Monday, 11/18/2013 10:11:46 AM

Monday, November 18, 2013 10:11:46 AM

Post# of 253175
Re: Interpreting ABBV/ENTA’s SAPHIRE-1 results

98% SVR12 in GT1b and 95% SVR12 in GT1a—both on an ITT basis—are excellent efficacy results, of course. However, SAPHIRE-1 (and the yet-to-report SAPHIRE-2) are primarily safety studies, as noted in #msg-91739317.

How did the 3-DAA+ribavirin arm perform in SAPHIRE-1 relative to the placebo arm on safety? From today’s PR:

The most commonly reported adverse events in the 3D and placebo arms, respectively, were fatigue, headache and nausea. Discontinuations due to adverse events were reported in 0.6 percent of patients receiving the 3D regimen and 0.6 percent of patients receiving placebo.

In other words, there were no excess dropouts in the treatment arm relative to the placebo arm, which is as good an outcome as one could hope for (pending the detailed data on AEs to be presented at a medical conference).

All told, SAPHIRE-1 looks like an excellent start to ABBV/ENTA’s array of six phase-3 trials for the initial NDA submission in 2Q14. The five other phase-3 trials to support the initial NDA are SAPHIRE-2, PEARL-2/3/4, and TURQUOISE-2, as detailed in #msg-93647264.
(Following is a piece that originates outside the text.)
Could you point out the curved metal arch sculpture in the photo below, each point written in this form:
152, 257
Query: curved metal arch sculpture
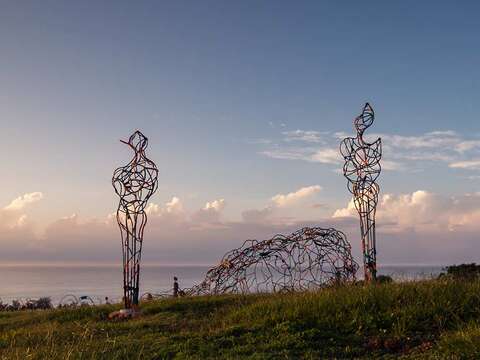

Background on SAPHIRE-1: The “placebo” arm in SAPHIRE-1 was actually a delayed treatment arm insofar as patients received the same regimen as the treatment arm, but the start of treatment was delayed by 12 weeks in order to make a safety comparison between the arms. HCV progresses much too slowly for a 12-week delay to affect the efficacy results in the delayed-treatment arm (which have yet to be reported).